Tovani uses many great examples of students’ roadblocks when it comes to reading comprehension, and addresses every one she brings up with great ease. She doesn’t just have one way to address the problems either, she has lists of alternatives. These are easy to implement, but require a lot of commitment from the teacher. Teachers have to admit their own flaws and show that they don’t always know the answers, that even good readers don’t get everything the first time they read something.
This reading kept reminding me of Pedagogy of the Oppressed and a book by Kelly Gallagher called Teaching Adolescent Writers. All three of these books deal with humanizing the teacher and the students. Both Gallagher and Tovani talk about not simply teaching the curriculum but teaching the student. It is much less about assigning work than it is about making sure students leave your class with practical skills that will help them in the real world. Even if you can’t get to all the assigned curriculum, it’s more important that the students have the skills they need to succeed.

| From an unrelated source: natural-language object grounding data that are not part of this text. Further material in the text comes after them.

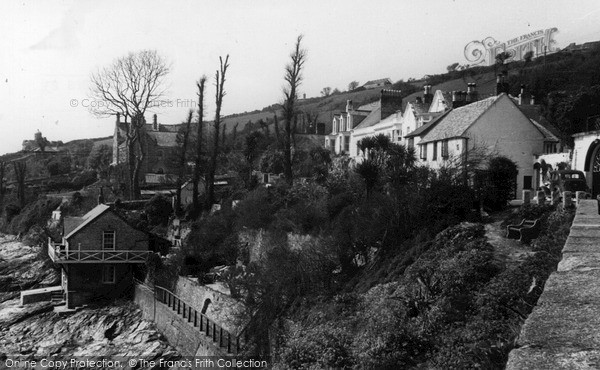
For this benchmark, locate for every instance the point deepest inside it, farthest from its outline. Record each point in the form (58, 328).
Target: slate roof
(381, 80)
(372, 119)
(370, 106)
(86, 219)
(426, 127)
(165, 139)
(548, 135)
(458, 120)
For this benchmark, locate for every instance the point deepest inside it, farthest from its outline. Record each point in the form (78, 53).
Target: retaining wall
(563, 331)
(188, 340)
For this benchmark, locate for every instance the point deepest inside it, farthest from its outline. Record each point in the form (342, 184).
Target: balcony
(59, 253)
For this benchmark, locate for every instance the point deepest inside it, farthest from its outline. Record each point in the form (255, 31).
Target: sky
(49, 49)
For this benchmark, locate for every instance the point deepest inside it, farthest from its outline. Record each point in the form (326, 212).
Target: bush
(158, 210)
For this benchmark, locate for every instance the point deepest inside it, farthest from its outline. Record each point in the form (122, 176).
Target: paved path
(563, 331)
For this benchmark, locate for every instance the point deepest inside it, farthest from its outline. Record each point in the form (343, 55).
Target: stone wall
(223, 310)
(563, 331)
(188, 340)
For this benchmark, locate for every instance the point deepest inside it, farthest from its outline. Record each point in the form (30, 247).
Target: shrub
(158, 210)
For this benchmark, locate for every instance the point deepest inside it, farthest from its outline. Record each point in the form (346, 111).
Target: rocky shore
(37, 331)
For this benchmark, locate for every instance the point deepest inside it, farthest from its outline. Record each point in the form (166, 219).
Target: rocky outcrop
(36, 331)
(21, 268)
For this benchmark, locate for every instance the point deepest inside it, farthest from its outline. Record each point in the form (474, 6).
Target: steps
(57, 297)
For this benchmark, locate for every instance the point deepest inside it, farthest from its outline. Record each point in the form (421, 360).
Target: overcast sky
(48, 49)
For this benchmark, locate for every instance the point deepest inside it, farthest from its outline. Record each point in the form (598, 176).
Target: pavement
(563, 331)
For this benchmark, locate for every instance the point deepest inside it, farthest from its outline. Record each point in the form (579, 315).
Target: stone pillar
(567, 200)
(541, 197)
(579, 195)
(526, 197)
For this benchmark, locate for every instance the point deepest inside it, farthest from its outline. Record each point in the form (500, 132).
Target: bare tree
(128, 87)
(293, 78)
(183, 137)
(199, 137)
(2, 181)
(220, 93)
(20, 169)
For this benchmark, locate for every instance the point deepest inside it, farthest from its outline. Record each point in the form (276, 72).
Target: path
(563, 331)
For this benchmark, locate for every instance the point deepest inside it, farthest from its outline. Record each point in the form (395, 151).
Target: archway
(592, 167)
(205, 307)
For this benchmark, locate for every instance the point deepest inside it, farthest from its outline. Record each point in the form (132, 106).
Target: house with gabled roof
(497, 126)
(373, 84)
(97, 256)
(160, 143)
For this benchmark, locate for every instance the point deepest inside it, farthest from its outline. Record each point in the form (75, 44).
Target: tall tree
(183, 138)
(293, 78)
(20, 169)
(199, 137)
(2, 181)
(219, 94)
(128, 87)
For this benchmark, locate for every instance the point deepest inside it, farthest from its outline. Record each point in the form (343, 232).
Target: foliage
(158, 210)
(501, 175)
(35, 213)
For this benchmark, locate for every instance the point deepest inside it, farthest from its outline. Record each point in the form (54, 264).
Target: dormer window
(108, 240)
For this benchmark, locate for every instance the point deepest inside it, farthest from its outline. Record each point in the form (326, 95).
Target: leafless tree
(183, 139)
(219, 94)
(2, 181)
(199, 143)
(20, 169)
(293, 79)
(128, 87)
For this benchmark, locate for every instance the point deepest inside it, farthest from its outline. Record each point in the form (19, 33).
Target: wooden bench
(526, 231)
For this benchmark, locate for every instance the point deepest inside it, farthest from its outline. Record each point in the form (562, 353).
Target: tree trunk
(195, 185)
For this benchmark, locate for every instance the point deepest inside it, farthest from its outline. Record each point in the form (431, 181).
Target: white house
(497, 126)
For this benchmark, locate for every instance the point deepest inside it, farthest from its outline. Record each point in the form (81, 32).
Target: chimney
(101, 197)
(472, 95)
(427, 95)
(155, 123)
(458, 98)
(391, 102)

Students need to see the real-world connections of their school work and the intersectionality of their classes. This is why all teachers, not just English teachers, should take responsibility for making sure students are literate and able to read and write properly. We can’t just let those students fall behind and stay behind.
When I tell my family I’ll be helping students learn how to read, they often tell me that I’m going to be a High School teacher and thus, the students should already know how to read. They don’t seem to realize that there are students in High School who are simply poor readers. This book and Readicide both illustrated that a large number of High School students just don’t have the level of literacy they should. The schools are failing them because it’s expected that they should already know how to read properly. It’s been made so easy to get through school without actually reading that “fake reading” persists well into college in some cases. Tovani admitted that she herself fake read in college.
I Read It, But I Don’t Get It was an eye-opener.